Кстати, доктор Таллер, постоянно служащий во дворце Филд уважаемой семьи баронетов Шелли, написал мне, к сожалению, сам он прикован к постели подагрой и не может совершать даже самого незначительного выезда, не то что приехать в Лондон для дачи показаний, тем не менее этот самый доктор сообщил мне письмом, что Перси Биши Шелли всегда отличался крайней ранимостью и мечтательностью. С раннего детства он то и дело как бы витал в облаках и был склонен больше дружить с героями романов, нежели с реальными людьми. Исходя из вышеизложенного, доктор Таллер считает, что Мэри Годвин, поняв, какой ранимый и остро восприимчивый человек перед ней, специально призналась ему в любви на кладбище, дабы все происходило, как в одном из дешевых черных романов, которыми зачитывается современная молодежь. Признайся она ему в любви при ярком свете солнца, на скамье у церкви или даже в их доме, это было бы менее эффектно, а так, позволю себе предположить, что в момент рокового признания мистер Шелли находился как бы под гипнозом, что он, точно во сне, оказался словно вовлечен в сюжет увлекательного романа, где ему было предложено стать главным героем.
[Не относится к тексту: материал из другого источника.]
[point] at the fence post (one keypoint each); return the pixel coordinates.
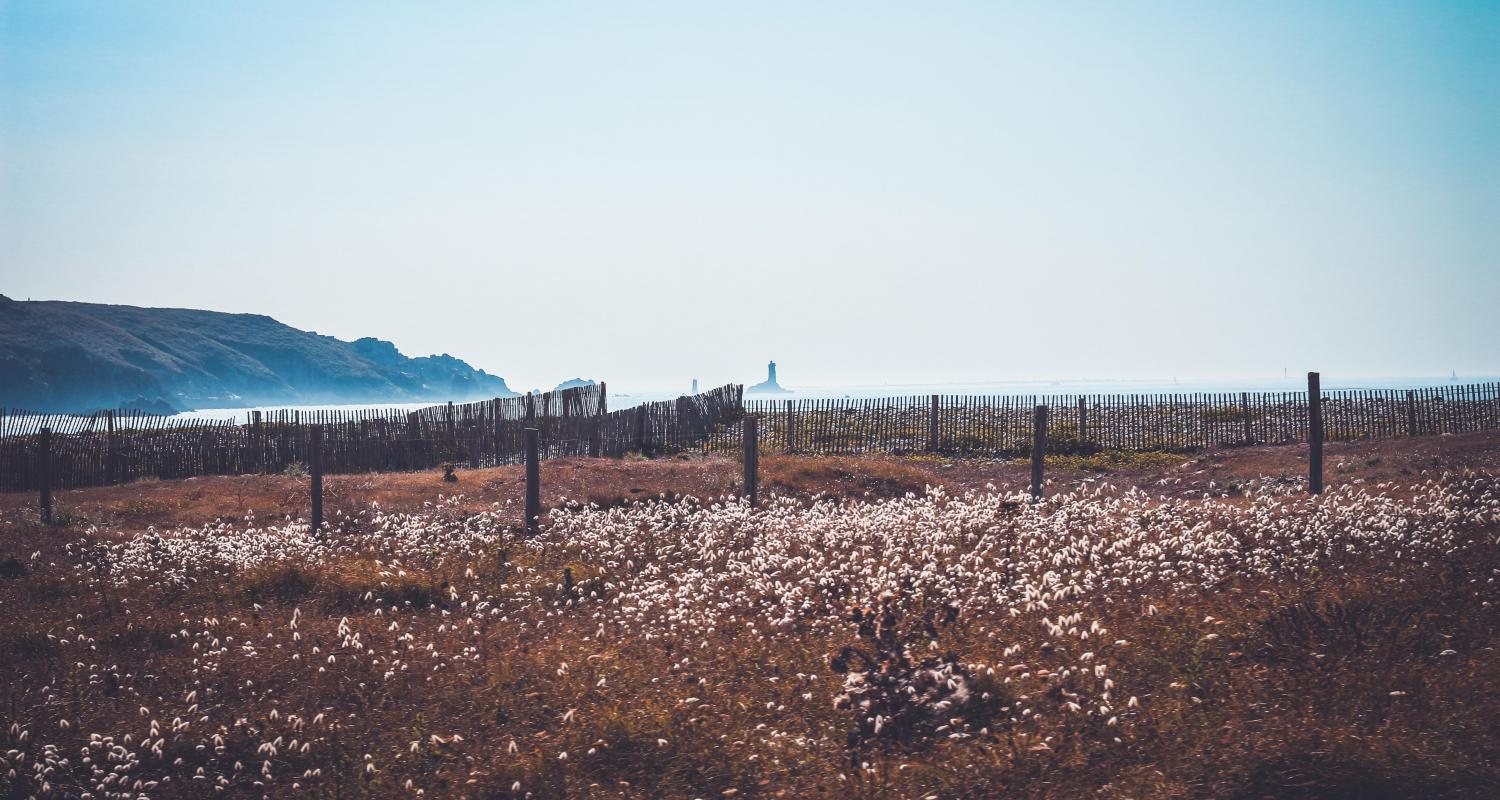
(1314, 436)
(1083, 424)
(1244, 416)
(641, 430)
(791, 427)
(257, 443)
(315, 466)
(533, 482)
(1038, 451)
(932, 427)
(44, 475)
(752, 458)
(111, 455)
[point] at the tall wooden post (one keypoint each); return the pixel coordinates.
(315, 466)
(1083, 424)
(258, 442)
(452, 436)
(1038, 451)
(641, 430)
(533, 482)
(44, 473)
(1314, 434)
(111, 466)
(791, 428)
(1244, 416)
(752, 460)
(932, 427)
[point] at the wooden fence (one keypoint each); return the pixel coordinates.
(120, 446)
(1085, 424)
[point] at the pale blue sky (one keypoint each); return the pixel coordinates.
(650, 192)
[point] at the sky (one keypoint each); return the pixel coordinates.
(866, 192)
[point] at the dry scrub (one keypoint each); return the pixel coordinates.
(1106, 643)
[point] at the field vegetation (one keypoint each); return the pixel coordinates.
(1175, 626)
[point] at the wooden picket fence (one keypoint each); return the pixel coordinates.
(122, 446)
(1085, 424)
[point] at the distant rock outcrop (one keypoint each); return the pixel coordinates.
(57, 356)
(768, 386)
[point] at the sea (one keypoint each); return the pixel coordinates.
(629, 398)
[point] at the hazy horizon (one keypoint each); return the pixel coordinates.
(866, 194)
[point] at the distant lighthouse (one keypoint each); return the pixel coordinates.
(768, 386)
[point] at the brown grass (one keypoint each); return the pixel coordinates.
(1292, 700)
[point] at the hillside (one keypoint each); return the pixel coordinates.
(59, 356)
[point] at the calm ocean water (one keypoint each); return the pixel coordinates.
(626, 398)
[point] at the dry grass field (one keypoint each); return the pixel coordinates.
(1160, 626)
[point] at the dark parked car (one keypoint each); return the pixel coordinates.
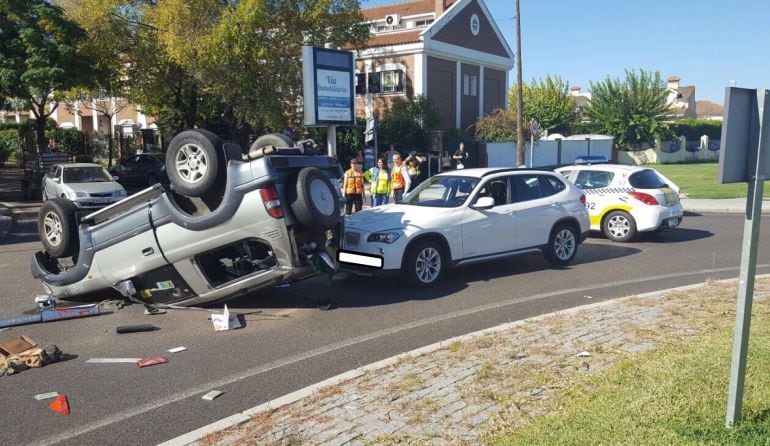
(142, 170)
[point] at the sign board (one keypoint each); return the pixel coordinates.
(328, 86)
(742, 131)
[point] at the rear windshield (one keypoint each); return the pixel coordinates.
(646, 179)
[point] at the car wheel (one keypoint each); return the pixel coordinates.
(271, 139)
(57, 227)
(314, 200)
(619, 226)
(424, 264)
(562, 245)
(194, 162)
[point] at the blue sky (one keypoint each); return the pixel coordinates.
(707, 43)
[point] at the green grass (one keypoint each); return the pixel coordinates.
(699, 180)
(676, 395)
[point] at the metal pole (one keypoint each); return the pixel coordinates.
(519, 94)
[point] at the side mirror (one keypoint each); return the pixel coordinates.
(484, 203)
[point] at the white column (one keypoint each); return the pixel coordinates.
(94, 116)
(481, 91)
(458, 93)
(420, 73)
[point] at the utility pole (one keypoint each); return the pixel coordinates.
(519, 94)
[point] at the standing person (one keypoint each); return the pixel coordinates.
(435, 160)
(379, 177)
(399, 179)
(390, 154)
(413, 169)
(460, 157)
(353, 187)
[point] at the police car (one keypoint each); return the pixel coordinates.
(623, 200)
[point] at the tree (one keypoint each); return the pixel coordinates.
(631, 110)
(39, 58)
(546, 99)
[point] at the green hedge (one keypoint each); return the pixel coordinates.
(10, 144)
(693, 129)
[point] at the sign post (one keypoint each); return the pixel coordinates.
(328, 90)
(744, 158)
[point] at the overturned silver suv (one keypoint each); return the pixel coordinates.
(229, 222)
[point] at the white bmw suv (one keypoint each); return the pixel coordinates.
(467, 216)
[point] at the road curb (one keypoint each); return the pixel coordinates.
(242, 417)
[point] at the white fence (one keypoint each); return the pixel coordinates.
(548, 153)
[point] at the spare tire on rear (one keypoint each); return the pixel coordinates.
(58, 228)
(314, 200)
(195, 162)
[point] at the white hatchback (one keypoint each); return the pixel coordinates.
(463, 217)
(623, 200)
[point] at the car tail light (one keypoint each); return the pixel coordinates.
(272, 202)
(644, 198)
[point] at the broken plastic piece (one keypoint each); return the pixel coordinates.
(153, 360)
(61, 405)
(213, 395)
(135, 328)
(45, 396)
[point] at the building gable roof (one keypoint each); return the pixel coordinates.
(453, 28)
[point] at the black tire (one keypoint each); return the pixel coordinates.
(562, 245)
(271, 139)
(195, 162)
(314, 200)
(424, 264)
(619, 226)
(57, 227)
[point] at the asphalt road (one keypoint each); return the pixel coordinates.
(288, 343)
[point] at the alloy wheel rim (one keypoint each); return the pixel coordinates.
(564, 244)
(619, 226)
(428, 265)
(52, 228)
(191, 163)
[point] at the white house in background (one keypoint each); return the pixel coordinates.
(451, 52)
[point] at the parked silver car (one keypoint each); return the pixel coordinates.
(231, 222)
(85, 185)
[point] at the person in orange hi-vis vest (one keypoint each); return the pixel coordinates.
(353, 187)
(399, 179)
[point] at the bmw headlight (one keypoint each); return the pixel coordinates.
(384, 237)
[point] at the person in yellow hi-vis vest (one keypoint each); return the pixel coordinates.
(399, 179)
(379, 177)
(353, 187)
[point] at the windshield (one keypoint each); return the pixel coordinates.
(442, 191)
(86, 175)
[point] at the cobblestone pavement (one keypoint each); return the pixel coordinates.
(465, 390)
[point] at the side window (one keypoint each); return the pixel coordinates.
(550, 185)
(593, 179)
(527, 187)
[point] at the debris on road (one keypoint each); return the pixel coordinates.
(225, 321)
(153, 360)
(214, 394)
(61, 405)
(22, 353)
(135, 328)
(112, 360)
(46, 396)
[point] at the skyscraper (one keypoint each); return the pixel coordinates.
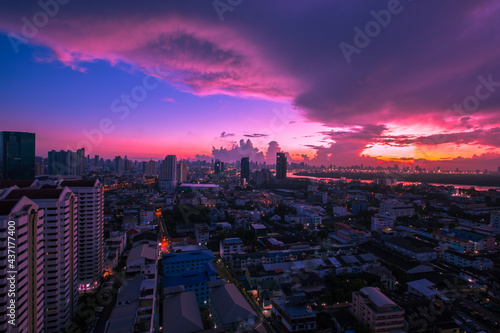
(245, 170)
(17, 155)
(90, 195)
(25, 220)
(281, 166)
(66, 162)
(182, 172)
(60, 240)
(168, 174)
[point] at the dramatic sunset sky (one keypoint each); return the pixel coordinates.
(227, 79)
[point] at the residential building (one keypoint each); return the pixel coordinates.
(382, 221)
(135, 307)
(66, 162)
(464, 260)
(181, 313)
(495, 220)
(177, 263)
(340, 210)
(218, 167)
(395, 208)
(60, 239)
(229, 308)
(466, 240)
(119, 169)
(168, 174)
(21, 226)
(17, 155)
(229, 246)
(245, 170)
(202, 233)
(293, 317)
(373, 308)
(412, 248)
(90, 196)
(424, 288)
(281, 166)
(193, 280)
(182, 170)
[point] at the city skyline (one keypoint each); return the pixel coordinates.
(351, 84)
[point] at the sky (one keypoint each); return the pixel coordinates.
(329, 82)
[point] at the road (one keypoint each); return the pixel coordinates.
(226, 275)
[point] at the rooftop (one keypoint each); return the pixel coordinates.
(181, 313)
(294, 311)
(187, 256)
(230, 305)
(377, 297)
(35, 194)
(79, 183)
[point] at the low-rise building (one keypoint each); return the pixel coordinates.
(293, 317)
(229, 246)
(463, 260)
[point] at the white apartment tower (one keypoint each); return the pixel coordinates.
(21, 224)
(60, 239)
(168, 174)
(90, 197)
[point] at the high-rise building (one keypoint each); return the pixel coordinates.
(149, 168)
(17, 155)
(66, 162)
(168, 174)
(90, 196)
(281, 166)
(245, 170)
(118, 165)
(182, 172)
(60, 239)
(22, 221)
(218, 167)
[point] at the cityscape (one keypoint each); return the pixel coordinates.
(236, 166)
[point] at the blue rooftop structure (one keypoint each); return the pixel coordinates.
(178, 263)
(187, 256)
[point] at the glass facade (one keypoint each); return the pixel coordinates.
(17, 155)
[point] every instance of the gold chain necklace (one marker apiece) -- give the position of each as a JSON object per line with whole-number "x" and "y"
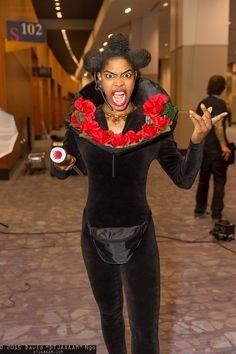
{"x": 117, "y": 117}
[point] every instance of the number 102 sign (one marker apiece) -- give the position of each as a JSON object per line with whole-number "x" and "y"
{"x": 23, "y": 31}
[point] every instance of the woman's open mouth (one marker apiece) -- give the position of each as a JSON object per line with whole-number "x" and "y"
{"x": 119, "y": 98}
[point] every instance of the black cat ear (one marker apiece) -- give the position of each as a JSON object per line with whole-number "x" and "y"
{"x": 140, "y": 58}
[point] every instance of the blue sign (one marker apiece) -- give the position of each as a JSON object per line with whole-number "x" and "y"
{"x": 25, "y": 31}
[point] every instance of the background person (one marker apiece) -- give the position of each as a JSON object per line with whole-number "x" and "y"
{"x": 216, "y": 154}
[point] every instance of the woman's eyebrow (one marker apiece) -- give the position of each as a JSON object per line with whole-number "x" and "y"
{"x": 110, "y": 72}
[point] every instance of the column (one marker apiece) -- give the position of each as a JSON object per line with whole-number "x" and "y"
{"x": 199, "y": 49}
{"x": 144, "y": 34}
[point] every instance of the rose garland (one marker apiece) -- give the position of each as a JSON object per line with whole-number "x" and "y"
{"x": 158, "y": 110}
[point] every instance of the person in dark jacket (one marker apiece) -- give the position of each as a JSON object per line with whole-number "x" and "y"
{"x": 215, "y": 156}
{"x": 117, "y": 142}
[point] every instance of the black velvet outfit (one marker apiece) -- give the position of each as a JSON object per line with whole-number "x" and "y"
{"x": 117, "y": 197}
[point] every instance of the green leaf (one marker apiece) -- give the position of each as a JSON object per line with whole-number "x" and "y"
{"x": 170, "y": 110}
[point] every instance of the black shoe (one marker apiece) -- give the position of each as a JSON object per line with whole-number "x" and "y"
{"x": 201, "y": 215}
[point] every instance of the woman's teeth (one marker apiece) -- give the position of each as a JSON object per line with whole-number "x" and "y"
{"x": 119, "y": 98}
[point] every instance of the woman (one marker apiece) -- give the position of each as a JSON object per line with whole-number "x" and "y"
{"x": 117, "y": 142}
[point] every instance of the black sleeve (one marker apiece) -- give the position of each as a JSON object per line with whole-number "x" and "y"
{"x": 182, "y": 169}
{"x": 71, "y": 147}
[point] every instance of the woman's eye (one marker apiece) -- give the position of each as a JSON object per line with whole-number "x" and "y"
{"x": 127, "y": 75}
{"x": 109, "y": 75}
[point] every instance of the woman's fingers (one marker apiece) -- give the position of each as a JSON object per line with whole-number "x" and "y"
{"x": 219, "y": 117}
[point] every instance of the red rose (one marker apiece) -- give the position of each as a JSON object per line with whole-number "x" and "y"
{"x": 119, "y": 140}
{"x": 132, "y": 136}
{"x": 74, "y": 121}
{"x": 89, "y": 125}
{"x": 101, "y": 136}
{"x": 155, "y": 105}
{"x": 161, "y": 122}
{"x": 85, "y": 107}
{"x": 148, "y": 131}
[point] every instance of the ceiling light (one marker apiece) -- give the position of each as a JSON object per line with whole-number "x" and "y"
{"x": 67, "y": 43}
{"x": 73, "y": 78}
{"x": 128, "y": 10}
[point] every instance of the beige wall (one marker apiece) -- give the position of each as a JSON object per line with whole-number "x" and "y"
{"x": 199, "y": 40}
{"x": 22, "y": 95}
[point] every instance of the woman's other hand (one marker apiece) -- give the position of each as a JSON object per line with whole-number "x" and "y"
{"x": 203, "y": 124}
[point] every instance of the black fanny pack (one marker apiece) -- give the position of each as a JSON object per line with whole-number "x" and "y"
{"x": 116, "y": 245}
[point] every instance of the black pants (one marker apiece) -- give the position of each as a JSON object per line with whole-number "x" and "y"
{"x": 140, "y": 279}
{"x": 217, "y": 168}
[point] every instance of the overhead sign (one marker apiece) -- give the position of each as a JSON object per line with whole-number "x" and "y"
{"x": 42, "y": 71}
{"x": 23, "y": 31}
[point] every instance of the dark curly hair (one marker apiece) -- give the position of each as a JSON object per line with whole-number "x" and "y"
{"x": 118, "y": 46}
{"x": 216, "y": 85}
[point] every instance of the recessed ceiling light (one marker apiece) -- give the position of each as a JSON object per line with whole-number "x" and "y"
{"x": 128, "y": 10}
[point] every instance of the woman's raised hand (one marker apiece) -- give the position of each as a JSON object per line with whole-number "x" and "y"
{"x": 203, "y": 124}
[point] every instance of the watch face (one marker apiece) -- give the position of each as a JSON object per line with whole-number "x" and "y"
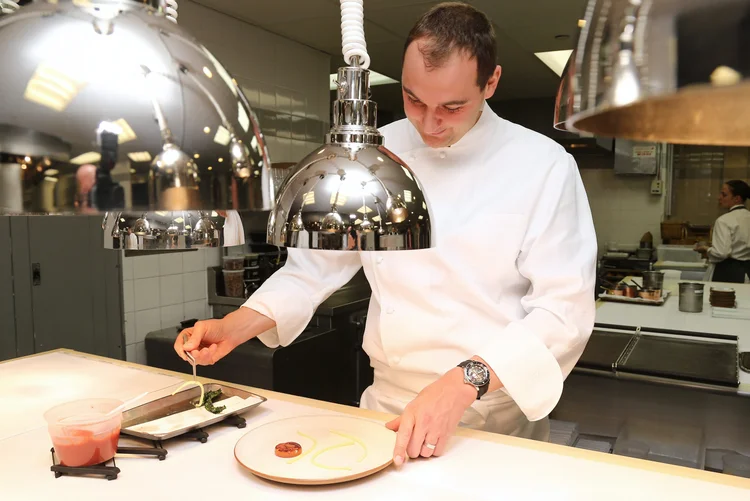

— Протестую, все это домыслы обвинителя, — наконец вмешался адвокат Шелли, впрочем, было заметно, что он тоже заслушался версией обвинения, отчего и не сразу сообразил высказать свой протест. На своем месте в заднем ряду Нокс кусал ногти. Он видел только полупрофиль сидящей слева от кафедры Мэри, и больше всего на свете ему хотелось броситься на обвинителя, на присяжных, на весь мир и защитить эту нежную и бесстрашную женщину, которая, не побоявшись нападок, пришла в суд поддержать своего мужа.
Следующим свидетелем суд вызвал Уильяма Годвина, и старый журналист был вынужден признать, что выгнал дочь из дома, когда та вернулась после нескольких месяцев отсутствия со своим любовником и сестрой. В то время он действительно был очень рассержен на обоих. Теперь, когда Шелли женился на Мэри, Годвин полагает все разногласия между собой и зятем урегулированными. Впрочем, лично он никогда не считал, что его дочь была виновна в том, что Перси бросил жену и ребенка.